Going to 'Sound City'
Mar 1, 2013 9:00 AM, Mix, By Barbara Schultz
Dave Grohl Honors the Studio, Console That Helped Launch His Career
Brown set up dozens of mics, to cover the ever-changing musical lineup. “The brief from Dave was, ‘Be ready for anything,’” he says. “We knew we wouldn’t be able to spend a ton of time getting sounds, so it became about creating a one-size-fits-all system. We had a drum kit miked, tuned and ready to set levels as soon as anyone picked up a pair of sticks; we had a bass cabinet miked and ready; we had four guitar stations with mics routed to tape and ready to slot in whatever amp we wanted; we had four live vocal mics; we made provisions for keyboards, ready to patch, and so on.”
In the preamp department: “The Sound City console took care of drum, bass and guitar recording; an extra 8-channel lunchbox of Neve 1073s took care of the vocals and acoustic guitar; and 16 channels of Pat Schneider custom preamps took care of keyboards and percussion,” Brown explains. “We also had a full backline rig in the live room with Ian Beveridge on hand to mix monitors, and a slew of Mackie headphone mixers waiting for balances to be dialed in if that was the preferred method of monitoring. We tried to be all things to all men and women.”
Brown miked live vocals with Shure Beta 58s. He says that, with wedge monitors in the room, he appreciated the 58s’ tight pickup pattern. “Those would go through a 1073 pre/EQ,” he says, “and then get compressed to tape using an Empirical Labs Distressor; I like that you can smash a vocal with it without it getting too sibilant.” For re-recording or overdubbing vocals, Brown says he would switch to a Bock 251 mic, also through a 1073 and to another Distressor or UREI Blackface 1176.
To capture the multitude of electric guitars, Brown says, “I like pairing a condenser with a ribbon; you have two very different, and two very complementary, sounds to blend, regardless of whether you need an amp to sit above or in a track. Two amp stations had a Josephson E22 and Royer R121 each; the third had a pair of Butch Vig’s RCA BK5 ribbons to cover harsher-sounding amps; the fourth, a pair of Shure SM57s. I also had a Sennheiser 421 on hand in case I wanted a more scooped tone.
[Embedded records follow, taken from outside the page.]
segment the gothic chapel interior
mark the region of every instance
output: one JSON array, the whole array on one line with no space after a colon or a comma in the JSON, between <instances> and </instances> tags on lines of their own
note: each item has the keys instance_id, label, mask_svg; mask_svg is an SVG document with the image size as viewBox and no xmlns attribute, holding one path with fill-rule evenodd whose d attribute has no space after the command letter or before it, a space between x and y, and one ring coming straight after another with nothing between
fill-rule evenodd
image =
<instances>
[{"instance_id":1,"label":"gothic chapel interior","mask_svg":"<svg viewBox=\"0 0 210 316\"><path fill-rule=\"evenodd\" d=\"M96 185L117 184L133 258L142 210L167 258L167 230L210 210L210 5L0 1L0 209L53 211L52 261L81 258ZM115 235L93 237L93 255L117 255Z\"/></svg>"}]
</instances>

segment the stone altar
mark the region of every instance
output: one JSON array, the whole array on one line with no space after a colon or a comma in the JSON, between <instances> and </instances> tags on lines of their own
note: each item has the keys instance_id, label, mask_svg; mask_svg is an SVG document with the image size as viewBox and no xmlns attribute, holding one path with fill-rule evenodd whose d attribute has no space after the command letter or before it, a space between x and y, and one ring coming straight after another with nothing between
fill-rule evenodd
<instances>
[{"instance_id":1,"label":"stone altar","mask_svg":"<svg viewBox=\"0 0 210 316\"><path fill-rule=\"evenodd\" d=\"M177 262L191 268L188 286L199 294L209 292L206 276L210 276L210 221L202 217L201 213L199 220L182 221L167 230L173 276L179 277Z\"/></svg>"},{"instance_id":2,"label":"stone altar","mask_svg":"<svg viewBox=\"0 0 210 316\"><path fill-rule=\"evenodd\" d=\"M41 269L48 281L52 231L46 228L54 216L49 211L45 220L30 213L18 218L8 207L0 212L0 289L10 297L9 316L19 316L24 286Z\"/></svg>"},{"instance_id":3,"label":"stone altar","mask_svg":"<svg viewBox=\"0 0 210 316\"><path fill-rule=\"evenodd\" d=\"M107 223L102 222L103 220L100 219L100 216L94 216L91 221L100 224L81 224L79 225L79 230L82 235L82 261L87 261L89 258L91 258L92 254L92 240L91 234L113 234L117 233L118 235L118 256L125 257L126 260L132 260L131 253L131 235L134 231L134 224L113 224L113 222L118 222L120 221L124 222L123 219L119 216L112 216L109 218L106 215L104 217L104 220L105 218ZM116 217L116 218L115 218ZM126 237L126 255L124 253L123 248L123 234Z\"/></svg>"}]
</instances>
All of these mics were handled by the console preamps, and they would get some light limiting on their way to tape using UA LA3As.”
As would be expected of the talent roster on this project, the soundtrack recordings rock hard, with a lot of spontaneity and heart. “The McCartney/Nirvana session was a highlight for all of us; not just in a career sense, but in a life sense,” Brown says when asked about memorable moments. “How many people do you know who can tell their children they were in the room when the Mozart of our generation wrote a song?”
However, Grohl points out in the film that, to him, almost as important as the human element is the unsung hero of these sessions and so many others: the Neve 8028 console that Tom Skeeter paid twice the price of his own house for in 1972. Obtaining the Sound City Neve must have been bittersweet for Grohl; he’s one of many musicians who found it hard to say good-bye to the studio. But as long as he’s got that board, Sound City lives, in a way.
“I think they knew I wasn’t going to bubble-wrap it and stick it in a warehouse,” Grohl says in Sound City. “I was going to f--king use it. A lot.”